Friday, October 21, 2005

Hurricane fever

Hurricane Wilma is "the strongest hurricane on record". Quick! Blame global warming!

Hurricane Wilma is the "strongest" in terms of the pressure drop in the eye of the storm. Airplane monitoring showed the pressure in the eye of the storm to be the lowest ever recorded, making the storm the strongest ever recorded.

See the problem with that reasoning? How long have we been measuring pressures while the eye was still over mid ocean? It's only since the 60s or so that we've had the ability to go and look.

Attempts to link hurricanse to global warming have been inconclusive. Historical records have shown that numbers of storms haven't changed that much. If anything, hurricanes become fewer in number as temperatures rise. The response, that storms are more intense, also seems reasonable, but:

Since it’s generally agreed by climate researchers that manmade greenhouse gas emissions haven’t caused an increase in the frequency of hurricanes, global warming advocates now claim that manmade greenhouse gas emissions will lead to stronger, or more "intense" hurricanes. Such claims have been made most recently in studies by the Massachusetts Institute of Technology’s Kerry Emanuel (Nature, Aug. 4) and the Georgia Institute of Technology’s Peter Webster (Science, Sep. 16).

Emanuel claimed in his paper that hurricane strength doubled over the last few decades. But as Virginia state climatologist Pat Michaels recently pointed out, if Emanuel’s claim were true, then "the change would be obvious; you wouldn't need a weatherman to know which way this wind was blowing. All of these feuding scientists would have agreed on the facts long ago."

Some years ago, I was reading an article about climate modeling. I think it was in Scientific American. It showed an attempt to predict the largest observed climate change on the planet – the annual variation in seasonal temperatures. It was not a very good fit.
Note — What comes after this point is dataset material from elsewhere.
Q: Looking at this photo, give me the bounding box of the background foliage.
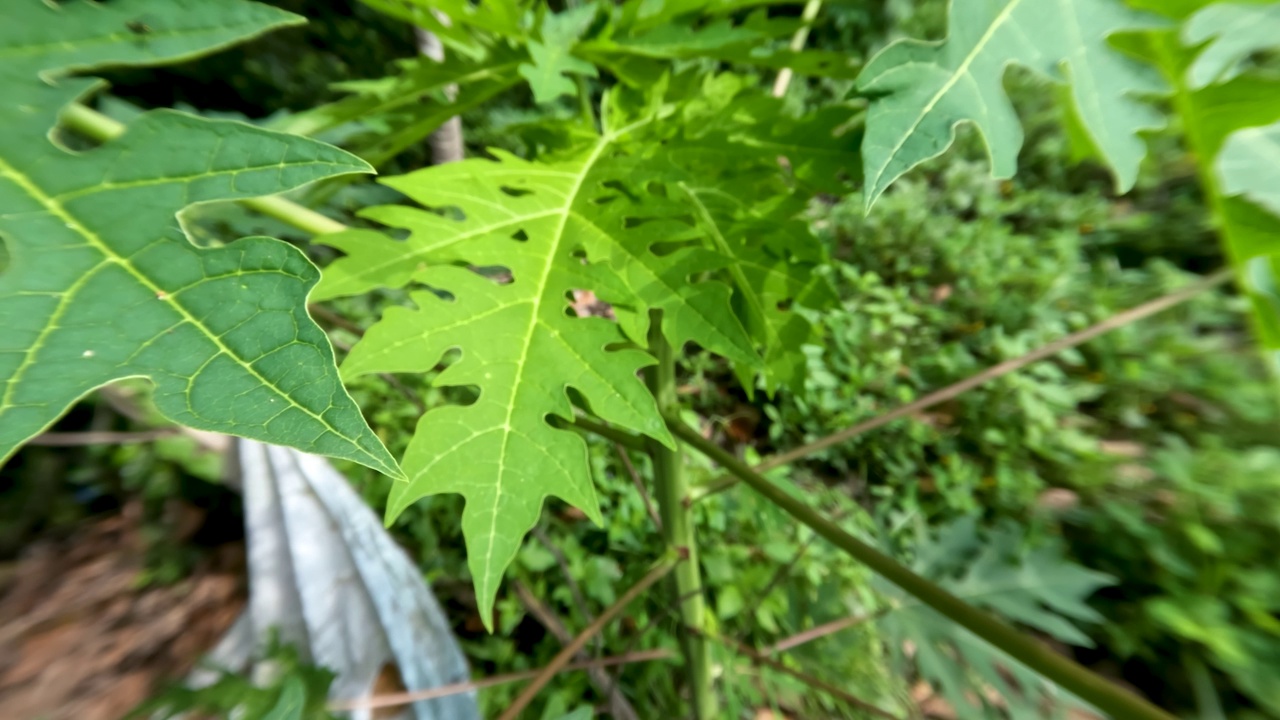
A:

The difference between winter and summer is pretty significant. To compare it with night and day may understate the case. Shouldn't we ask a climate model to give the right answers for changes we know about before we rely on its predictions of changes we don't know about?

In fact, no mathematical climate model has ever been validated against the historical temperature record. So why would anyone believe that climate models can predict future climate with any reasonable certainty?

Show a good fit between "retro-dictions" – predictions of past climate, given only the data existing up to that point, and maybe we'll have a climate model that makes predictions we can trust.